Ethno-cultural disparities in mental health during the COVID-19 pandemic: a cross-sectional study on the impact of exposure to the virus and COVID-19-related discrimination and stigma on mental health across ethno-cultural groups in Quebec (Canada)
Bibliographic record
Abstract
BACKGROUND: Although social and structural inequalities associated with COVID-19 have been documented since the start of the pandemic, few studies have explored the association between pandemic-specific risk factors and the mental health of minority populations. AIMS: We investigated the association of exposure to the virus, COVID-19-related discrimination and stigma with mental health during the COVID-19 pandemic, in a culturally diverse sample of adults in Quebec (Canada). METHOD: A total of 3273 residents of the province of Quebec (49% aged 18-39 years, 57% women, 51% belonging to a minority ethno-cultural group) completed an online survey. We used linear and ordinal logistic regression to identify the relationship between COVID-19 experiences and mental health, and the moderating role of ethno-cultural identity.

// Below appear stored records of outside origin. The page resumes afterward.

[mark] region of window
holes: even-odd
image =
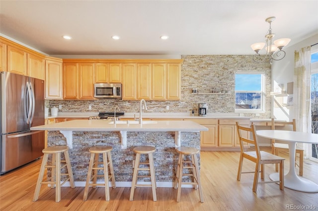
[[[318,48],[311,49],[311,102],[312,108],[312,132],[318,134]],[[318,161],[318,144],[312,145],[312,158]]]
[[[259,113],[264,111],[265,73],[237,72],[235,74],[235,111]]]

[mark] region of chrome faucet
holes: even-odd
[[[147,110],[147,106],[146,105],[146,101],[145,101],[145,100],[144,99],[142,99],[140,101],[140,109],[139,110],[140,112],[139,112],[139,124],[142,124],[143,123],[143,118],[142,117],[142,115],[141,115],[141,113],[142,112],[142,109],[143,109],[143,102],[144,102],[144,105],[145,105],[145,110]]]
[[[119,107],[118,106],[115,107],[115,111],[114,111],[114,124],[116,124],[116,108],[118,108],[118,111],[120,111]]]

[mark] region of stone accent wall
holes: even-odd
[[[128,132],[127,149],[124,150],[121,149],[120,134],[118,131],[74,131],[73,135],[73,149],[70,149],[69,153],[76,181],[86,181],[90,157],[89,148],[103,145],[113,147],[111,156],[117,182],[132,180],[133,160],[136,158],[133,149],[142,145],[152,146],[156,149],[153,155],[157,181],[171,182],[174,180],[178,154],[174,149],[174,132]],[[182,132],[181,139],[181,146],[200,149],[200,132]],[[59,131],[48,131],[48,146],[66,144],[65,138]],[[198,158],[200,165],[200,155]],[[142,158],[148,159],[148,156],[142,155]],[[100,156],[100,160],[101,159]],[[50,169],[48,173],[50,177]],[[145,173],[141,172],[142,174]],[[184,179],[186,180],[187,178]],[[145,182],[150,181],[148,178],[140,178],[139,181],[143,179]],[[103,178],[100,180],[103,180]]]
[[[181,64],[181,100],[175,101],[147,101],[148,112],[198,112],[198,104],[206,103],[208,113],[234,113],[235,109],[235,74],[237,71],[262,71],[266,74],[265,113],[260,118],[270,118],[271,66],[264,61],[256,63],[251,55],[182,55]],[[226,90],[229,94],[200,95],[192,94],[196,88],[198,92],[211,92]],[[121,111],[127,112],[139,111],[139,101],[122,101],[99,99],[90,101],[50,100],[46,106],[50,107],[62,105],[62,112],[111,111],[116,106]],[[88,110],[88,105],[92,110]],[[166,109],[169,106],[169,109]],[[254,117],[254,114],[244,113],[246,116]]]

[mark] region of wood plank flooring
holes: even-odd
[[[269,148],[262,150],[270,152]],[[151,188],[138,188],[133,201],[129,201],[130,188],[111,189],[110,201],[105,201],[103,188],[89,189],[83,201],[83,187],[61,188],[61,200],[55,202],[55,190],[43,185],[39,200],[32,202],[41,159],[0,176],[1,211],[282,211],[287,205],[315,206],[318,193],[307,193],[288,188],[279,190],[276,184],[260,184],[252,191],[253,174],[242,174],[236,180],[239,153],[201,151],[201,182],[204,203],[197,190],[183,188],[180,202],[176,202],[176,190],[158,188],[157,202],[152,201]],[[287,154],[285,172],[289,168]],[[318,184],[318,163],[304,159],[304,176]],[[253,170],[254,164],[244,160],[243,169]],[[265,179],[273,173],[273,164],[265,167]],[[158,170],[159,169],[156,169]],[[297,171],[298,171],[298,169]]]

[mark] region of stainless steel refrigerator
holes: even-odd
[[[0,174],[42,156],[44,132],[30,131],[44,124],[44,82],[0,72]]]

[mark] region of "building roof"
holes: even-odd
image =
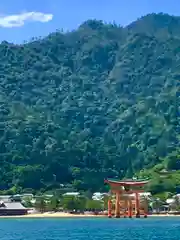
[[[26,209],[20,202],[5,202],[1,203],[0,209]]]
[[[124,179],[117,180],[113,178],[108,178],[104,181],[105,183],[119,185],[119,186],[143,186],[149,182],[147,179]]]

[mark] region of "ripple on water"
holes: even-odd
[[[1,219],[0,240],[180,240],[180,218]]]

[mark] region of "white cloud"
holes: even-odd
[[[26,12],[17,15],[0,16],[0,27],[21,27],[26,21],[44,23],[51,21],[52,18],[52,14],[45,14],[41,12]]]

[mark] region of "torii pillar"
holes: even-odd
[[[148,180],[124,180],[118,181],[115,179],[107,179],[105,183],[108,183],[111,187],[111,192],[115,194],[115,217],[120,217],[120,194],[128,195],[128,199],[124,201],[125,208],[128,207],[128,217],[131,218],[133,215],[132,199],[130,194],[135,194],[135,216],[140,217],[140,200],[139,193],[143,192],[142,189],[137,189],[137,187],[142,187],[147,184]],[[133,189],[135,187],[135,189]],[[112,217],[112,202],[108,202],[108,217]],[[126,213],[125,213],[126,215]],[[147,217],[147,211],[144,211],[144,216]]]

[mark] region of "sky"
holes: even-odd
[[[0,0],[0,41],[22,43],[88,19],[125,26],[152,12],[180,16],[180,0]]]

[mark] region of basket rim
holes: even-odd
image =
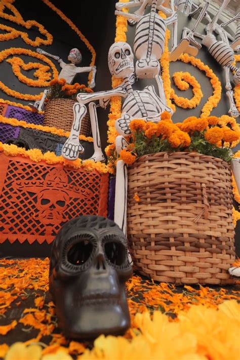
[[[168,154],[169,155],[170,155],[170,156],[171,156],[171,155],[173,154],[177,155],[178,154],[192,154],[191,156],[192,156],[192,157],[199,156],[201,157],[204,156],[205,158],[207,158],[207,159],[208,158],[210,159],[216,159],[217,162],[218,162],[219,163],[222,163],[223,165],[225,165],[227,166],[230,166],[230,164],[225,162],[224,160],[220,159],[219,157],[216,157],[216,156],[212,156],[211,155],[205,155],[204,154],[201,154],[200,152],[197,152],[197,151],[161,151],[159,152],[153,152],[150,154],[146,154],[145,155],[142,155],[141,156],[137,157],[134,163],[133,163],[133,164],[129,166],[129,168],[130,169],[131,169],[134,167],[135,165],[137,165],[138,163],[143,162],[143,161],[144,160],[146,161],[148,156],[154,156],[155,157],[158,157],[159,156],[162,157],[164,156],[165,154]]]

RESULTS: Mental health varied significantly based on socioeconomic status and ethno-cultural group, with those with lower incomes and Arab participants reporting higher psychological distress. Exposure to the virus, COVID-19-related discrimination, and stigma were associated with poorer mental health. Associations with mental health varied across ethno-cultural groups, with exposed and discriminated Black participants reporting higher mental distress. CONCLUSIONS: Findings indicate sociocultural inequalities in mental health related to COVID-19 in the Canadian context. COVID-19-related risk factors, including exposure, discrimination and stigma, jeopardise mental health. This burden is most noteworthy for the Black community. There is an urgent need for public health authorities and health professionals to advocate against the discrimination of racialised minorities, and ensure that mental health services are accessible and culturally sensitive during and in the aftermath of the pandemic.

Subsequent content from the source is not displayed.